Em entrevista ao Brasil de Fato, o médico sanitarista e diretor do Instituto de Estudos de Saúde Coletiva da Universidade Federal do Rio de Janeiro (UFRJ), Antonio José Leal Costa, defendeu que o chamado “lockdown” poderia ter sido decretado ao menos na região metropolitana do estado. A área em questão, que compreende cidades como Niterói, São Gonçalo, Duque de Caxias, Nova Iguaçu, Itaguaí e a capital, entre outras, tem o maior número de casos e de mortes pelo novo coronavírus.

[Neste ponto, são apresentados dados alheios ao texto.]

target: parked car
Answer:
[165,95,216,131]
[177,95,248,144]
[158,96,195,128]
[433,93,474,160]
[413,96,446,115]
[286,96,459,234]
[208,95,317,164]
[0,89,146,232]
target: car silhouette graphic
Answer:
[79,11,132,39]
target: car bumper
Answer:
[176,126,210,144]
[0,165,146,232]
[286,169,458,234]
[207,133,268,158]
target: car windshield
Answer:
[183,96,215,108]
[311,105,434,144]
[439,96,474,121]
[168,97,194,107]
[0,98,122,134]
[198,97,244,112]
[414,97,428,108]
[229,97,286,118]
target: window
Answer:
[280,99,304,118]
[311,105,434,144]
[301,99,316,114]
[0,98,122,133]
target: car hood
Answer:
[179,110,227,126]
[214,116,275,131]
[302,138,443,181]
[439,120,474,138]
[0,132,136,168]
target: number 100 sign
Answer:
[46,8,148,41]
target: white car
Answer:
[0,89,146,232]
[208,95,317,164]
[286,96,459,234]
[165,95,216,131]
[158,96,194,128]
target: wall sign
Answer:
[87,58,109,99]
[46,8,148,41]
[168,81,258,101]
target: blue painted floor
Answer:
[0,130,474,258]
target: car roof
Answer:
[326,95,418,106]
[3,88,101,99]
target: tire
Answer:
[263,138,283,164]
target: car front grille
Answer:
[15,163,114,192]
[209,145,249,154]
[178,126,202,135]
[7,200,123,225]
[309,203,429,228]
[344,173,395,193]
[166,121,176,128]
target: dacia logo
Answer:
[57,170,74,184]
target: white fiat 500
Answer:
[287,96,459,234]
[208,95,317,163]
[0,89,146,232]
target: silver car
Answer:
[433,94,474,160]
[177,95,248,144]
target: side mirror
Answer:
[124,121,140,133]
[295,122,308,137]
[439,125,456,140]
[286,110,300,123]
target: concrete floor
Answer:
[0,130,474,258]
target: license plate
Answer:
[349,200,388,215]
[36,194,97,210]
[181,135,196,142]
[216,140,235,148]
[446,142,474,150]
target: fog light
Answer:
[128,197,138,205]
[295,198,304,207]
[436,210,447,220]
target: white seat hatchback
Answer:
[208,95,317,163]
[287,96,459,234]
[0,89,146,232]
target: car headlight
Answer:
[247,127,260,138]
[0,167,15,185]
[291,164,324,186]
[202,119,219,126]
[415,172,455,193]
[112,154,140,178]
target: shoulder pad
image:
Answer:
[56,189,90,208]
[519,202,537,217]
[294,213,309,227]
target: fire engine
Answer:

“É difícil prever se essas medidas terão algum impacto. Eu diria que poderíamos prever algum efeito com um pouco mais de segurança se essa medida fosse mais ampla, a cargo do governo do estado e em decisão conjunta com os municípios pelo menos da região metropolitana. A população, as nossas vidas, transcendem os limites de um território. É difícil perceber a região metropolitana do estado fragmentada”, avalia o sanitarista.
Governo federal
Para o pesquisador, está clara que a decisão pelo "lockdown" é uma medida radical que acarreta efeitos colaterais, como o impacto gerado na vida econômica das pessoas com menos recursos. Para isso, afirma Leal Costa, em função de historicamente concentrar a maior parte dos recursos financeiros, o governo federal deveria ter um papel de peso na decisão.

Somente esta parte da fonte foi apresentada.